[8-K] CROWN HOLDINGS, INC. Reports Material Event
Rhea-AI Filing Summary
Crown Holdings, Inc. entered into a Second Amended and Restated Credit Agreement providing a $800 million Dollar Revolving Facility, a $800 million Multicurrency Revolving Facility, a $50 million Canadian Revolving Facility, a $1,175 million Term Loan A Facility and a €499.5 million Term Euro Facility.
The facilities mature on March 17, 2031 and initially bear interest at SOFR plus 1.25%, with rate adjustments tied to the company’s Total Leverage Ratio. Borrowings are secured and guaranteed by various group entities and are subject to a maximum leverage covenant and other customary terms. Proceeds were used to refinance the prior credit agreement, pay transaction costs and for general corporate purposes.
Positive
- None.
Negative
- None.
Insights
Crown refinances and extends sizeable secured, covenant-based credit facilities.
Crown Holdings put in place multiple revolving and term loan facilities, including $800 million dollar and $800 million multicurrency revolvers, a $50 million Canadian revolver, a $1,175 million Term Loan A, and a €499.5 million euro term loan, all maturing on March 17, 2031.
Interest starts at SOFR plus 1.25%, with potential 0.25% step-downs or step-ups based on the Total Leverage Ratio. This creates a direct link between pricing and leverage, rewarding balance sheet strengthening and penalizing higher leverage within predefined bands.

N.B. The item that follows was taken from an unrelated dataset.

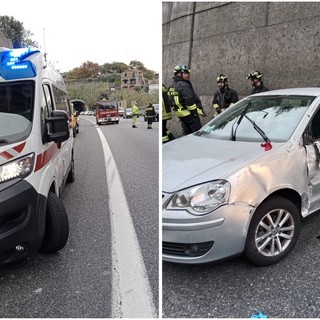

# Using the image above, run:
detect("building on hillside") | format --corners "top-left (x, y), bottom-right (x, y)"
top-left (148, 79), bottom-right (159, 93)
top-left (121, 68), bottom-right (146, 90)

The facilities are secured by equity interests in many U.S. and certain non-U.S. subsidiaries and guaranteed by parent entities, with covenants including a maximum leverage ratio and mandatory prepayment triggers. Proceeds refinance the prior agreement and support general corporate purposes, so ongoing impact will depend on how much of the committed capacity is drawn over time.